Mathematically, I understand why proper time, $\tau$ is an invariant quantity, since it is defined in terms of the spacetime metric $d\tau=\sqrt{-ds^{2}}$ (using the signature $(-+++)$ and with $c=1$). More abstractly, $\tau$ simply parametrises the length between two points along a worldline and hence is "obviously" invariant in this sense.
However, putting this aside for a moment, intuitively I'm less certain how to provide an answer to the question: why it is the case that proper time is physically an invariant quantity?
Consider a particle in Minkowski spacetime. If two different observers, Alice and Bob, are moving at different velocities with respect to the particle and with respect to one another, and each measures the elapsed time for the particle to propagate from one point to another, then they will measure different time intervals to one another. However, they will both agree on the elapsed proper time of the particle. Is the reason why this is the case because the question, "what is the time 'experienced' by the particle?", is a frame independent question – the proper time is a measure of the amount of "physical process" that the particle undergoes as it "moves" along its worldline, and this is a physical (coordinate independent) phenomenon? If Alice and Bob disagreed on the amount of elapsed proper time then they would be disagreeing with the particle on how much time has elapsed for the particle which would be nonsense?!

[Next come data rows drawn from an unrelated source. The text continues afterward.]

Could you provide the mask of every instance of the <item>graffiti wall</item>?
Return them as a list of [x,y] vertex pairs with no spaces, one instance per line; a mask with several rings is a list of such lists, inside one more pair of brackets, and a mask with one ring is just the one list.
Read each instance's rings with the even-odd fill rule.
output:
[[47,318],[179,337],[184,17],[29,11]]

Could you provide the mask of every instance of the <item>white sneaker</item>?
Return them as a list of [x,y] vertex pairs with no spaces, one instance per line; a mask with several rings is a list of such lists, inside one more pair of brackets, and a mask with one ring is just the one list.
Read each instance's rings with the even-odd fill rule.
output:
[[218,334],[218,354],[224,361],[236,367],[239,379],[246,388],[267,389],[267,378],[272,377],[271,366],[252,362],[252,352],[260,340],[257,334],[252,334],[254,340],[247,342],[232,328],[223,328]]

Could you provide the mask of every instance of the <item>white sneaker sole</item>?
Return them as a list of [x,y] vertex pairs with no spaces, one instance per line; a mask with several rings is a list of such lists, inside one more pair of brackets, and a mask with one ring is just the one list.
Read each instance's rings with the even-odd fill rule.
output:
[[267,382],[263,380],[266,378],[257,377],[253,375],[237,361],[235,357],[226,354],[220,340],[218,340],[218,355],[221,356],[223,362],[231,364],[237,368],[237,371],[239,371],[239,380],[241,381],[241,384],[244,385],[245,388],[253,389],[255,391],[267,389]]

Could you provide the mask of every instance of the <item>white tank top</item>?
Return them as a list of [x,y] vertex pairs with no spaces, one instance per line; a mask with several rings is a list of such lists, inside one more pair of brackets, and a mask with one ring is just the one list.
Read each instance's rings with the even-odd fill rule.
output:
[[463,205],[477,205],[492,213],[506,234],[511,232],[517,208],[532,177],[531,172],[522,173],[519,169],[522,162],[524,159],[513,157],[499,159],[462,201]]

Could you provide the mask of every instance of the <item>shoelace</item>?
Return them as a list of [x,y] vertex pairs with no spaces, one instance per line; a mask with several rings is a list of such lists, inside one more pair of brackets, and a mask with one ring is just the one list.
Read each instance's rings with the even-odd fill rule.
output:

Apologies for such a basic question, I'm hoping someone can clear up any confusion for me.
Best Answer
Let's be precise here. The 'invariance' in question is invariance of the spacetime interval under Lorentz transformations. Lorentz transformations here relate the coordinates of an event as measured by Alice with that of Bob, where they have a boost velocity with respect to each other. As such, Alice measures some time $t_A$ and Bob $t_B$. The transformations do the job of taking you from one observer to the other to see what it's like on their side of the world; it's like saying that Alice puts herself in Bob's shoes or vice versa.
But when you are talking about proper time, you are, by definition, adhering to only one observer: the particle itself. It doesn't make sense to say that the particle is boosted with respect to itself. There is no ambiguity in choosing a reference frame before deciding on performing a measurement, because the reference frame/observer has been chosen, a priori.